Casting solide, personnages complexes, grande finesse dans l’analyse des rapports humains…
Proud a tout d’une très bonne série.
Plutôt que d’expliquer pourquoi, je voudrais plutôt répondre à une longue critique qui lui a été faite ici.
On l’accuse de desservir la cause LGBT+ sous prétexte de donner des gays une mauvaise image. En cause :
1— le quotidien chaotique et autodestructeur de Filip exposé dans le pilote et le deuxième épisode
2— la séquence rêvée où il fait tomber Tosia, image qui justifierait l’incapacité d’un gay à s’occuper d’un enfant
Pour le premier point : cette peinture initiale a un but narratif. C’est le point de départ à partir duquel on va pouvoir apprécier la métamorphose de Filip qui, tel saint Paul sur le chemin de Damas, change complètement pour devenir père. Si les deux premiers épisodes nous montrent un personnage labile qui fuit ses responsabilités, le reste de la série montre un homme résolu qui fait tout pour être un bon père. Je ne suis pas sûr qu’en fin de visionnage l’image que le public garde de la série soit si négative. En outre, il est important de rappeler que Filip a grandi dans un orphelinat. On comprend que c’est moins son orientation sexuelle que les séquelles laissées par son enfance chaotique qui expliquent son comportement autodestructeur. Un comportement qu’on retrouve aussi chez les autres orphelins avec qui il est resté en contact.

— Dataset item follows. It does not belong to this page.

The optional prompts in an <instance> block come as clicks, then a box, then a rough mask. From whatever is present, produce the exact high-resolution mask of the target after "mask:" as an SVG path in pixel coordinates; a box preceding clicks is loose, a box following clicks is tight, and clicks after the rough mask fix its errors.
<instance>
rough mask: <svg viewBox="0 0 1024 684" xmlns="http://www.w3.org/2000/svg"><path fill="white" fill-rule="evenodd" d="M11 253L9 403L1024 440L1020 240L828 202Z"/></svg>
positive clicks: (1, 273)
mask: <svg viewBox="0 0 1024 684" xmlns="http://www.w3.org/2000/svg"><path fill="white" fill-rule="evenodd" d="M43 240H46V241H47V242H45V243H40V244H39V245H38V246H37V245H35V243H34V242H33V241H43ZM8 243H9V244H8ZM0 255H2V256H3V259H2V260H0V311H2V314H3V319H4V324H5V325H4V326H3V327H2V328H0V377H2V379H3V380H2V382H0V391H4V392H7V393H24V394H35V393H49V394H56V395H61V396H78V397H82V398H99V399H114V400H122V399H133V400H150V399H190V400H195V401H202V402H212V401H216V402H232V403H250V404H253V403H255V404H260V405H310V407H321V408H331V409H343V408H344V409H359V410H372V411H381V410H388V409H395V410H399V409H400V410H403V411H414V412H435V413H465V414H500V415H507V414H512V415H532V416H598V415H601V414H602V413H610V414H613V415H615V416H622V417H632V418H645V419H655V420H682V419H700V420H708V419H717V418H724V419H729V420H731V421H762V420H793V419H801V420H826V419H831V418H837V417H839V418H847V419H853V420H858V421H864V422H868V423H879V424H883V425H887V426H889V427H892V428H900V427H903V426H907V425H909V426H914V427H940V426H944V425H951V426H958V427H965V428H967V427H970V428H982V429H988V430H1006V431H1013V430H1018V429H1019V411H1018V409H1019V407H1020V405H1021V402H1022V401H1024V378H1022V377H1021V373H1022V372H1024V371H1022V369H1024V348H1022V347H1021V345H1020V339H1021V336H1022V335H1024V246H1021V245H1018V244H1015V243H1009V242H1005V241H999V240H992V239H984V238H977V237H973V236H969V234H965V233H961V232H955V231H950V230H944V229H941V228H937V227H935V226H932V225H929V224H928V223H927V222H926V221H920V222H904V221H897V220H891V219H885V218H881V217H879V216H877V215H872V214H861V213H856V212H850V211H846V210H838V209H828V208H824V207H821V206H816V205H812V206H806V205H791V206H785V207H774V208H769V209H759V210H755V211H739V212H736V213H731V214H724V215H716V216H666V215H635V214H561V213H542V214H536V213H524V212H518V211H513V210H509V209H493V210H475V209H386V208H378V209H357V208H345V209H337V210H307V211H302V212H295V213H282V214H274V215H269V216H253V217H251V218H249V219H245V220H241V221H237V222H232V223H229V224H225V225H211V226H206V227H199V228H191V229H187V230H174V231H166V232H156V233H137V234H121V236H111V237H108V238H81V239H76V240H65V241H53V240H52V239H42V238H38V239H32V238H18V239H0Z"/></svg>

Pour le second point : l’image du bébé qui est mort. Il faut remettre la scène dans son contexte : dans son rêve, Filip est traqué par la police. Des agents l’attrapent violemment et le font tomber. On peut donc lire la scène de la façon suivante : ce n’est pas la négligence de Filip qui a tué l’enfant, mais bien l’homophobie de la société qui a engendré cette situation.
À cela j’ajouterais : qu’est-ce qu’il aurait fallu faire pour ne pas déplaire aux milieux conservateurs ?
Aurait-il suffi de montrer, comme dans les films gays de Noël, des personnages totalement lisses et parfaitement hétérocompatibles, dont la seule préoccupation est de pouvoir présenter leur conjoint à leur famille ?
On reproche ensuite à la série de présenter des caricatures, en s’appuyant sur le personnage de l’assistante sociale homophobe.
Oui, c’est vrai pour ce personnage, qui est secondaire. Mais les autres, vraiment ?
Proud nous dépeint un personnage principal profondément humain, perdu, impulsif, parfois égoïste, mais aussi capable de grandeur, d’évoluer.
Les autres personnages sont tout aussi travaillés. Qu’on pense à la réaction de Paweł qui, dans la scène du restaurant étoilé, malgré sa franche déception, fait quand même l’effort d’apporter son repas à Filip. À celle de Kiki, qui tout aussi perdue que Filip, doit faire de son mieux pour élever sa fille. La maturité d’Olek, qui, en refusant la tentative de Filip de se réconcilier pour qu’il lui serve de nounou, confronte Filip à ses responsabilités.
On reproche également à la série sa faiblesse scénaristique, avec pour preuve la scène vaudevillesque de la visite de l’assistante sociale.
Une critique que je peux entendre. J’ajouterais même la séquence parenthèse à l’hôtel en contradiction avec le reste de la série. On ne comprend effectivement pas comment Filip, qui peine à régler ses factures et à trouver un CDI, peut inviter son date à passer un weekend dans un hôtel luxueux avec un restaurant étoilé. Mais je trouve aussi qu’on peut pardonner ses grosses ficelles à une série qui rattrape ses maladresses scénaristiques par sa profondeur et une compréhension fine de son sujet.
En parlant de sujet, on reproche enfin à la série de l’évacuer au lieu de le traiter, à l’image de l’assistante sociale qui, par l’intervention d’un Deus ex-machina, meurt écrasée avant d’avoir pu transmettre son rapport ; ou encore de la fin ouverte critiquée.
Je suis profondément en désaccord avec cette analyse.
Rarement j’ai vu une série parler avec autant de force de parentalité.
Elle défend sans ambages une position volontariste de la parentalité en nous montrant le parcours d’un jeune gay qui apprend à devenir père dans une société homophobe et hypocrite qui fait tout pour l’en empêcher au nom du bien-être de l’enfant. Cette même société qui n’a aucun problème à reconnaitre, voire de célébrer celle d’hommes hétéro irresponsables dont la seule contribution aura été, comme le géniteur de Tosia, d’avoir eu un rapport sexuel.
C’est pour cela que la fin ouverte ne m’a posé aucun problème. La série a traité son sujet, les personnages principaux ont fait ce qu’ils avaient à faire, dit ce qu’ils avaient à dire ; le reste ne dépend plus d’eux, leur sort est entre les mains du juge, celles de la société, et donc, quelque part aussi, entre nos mains.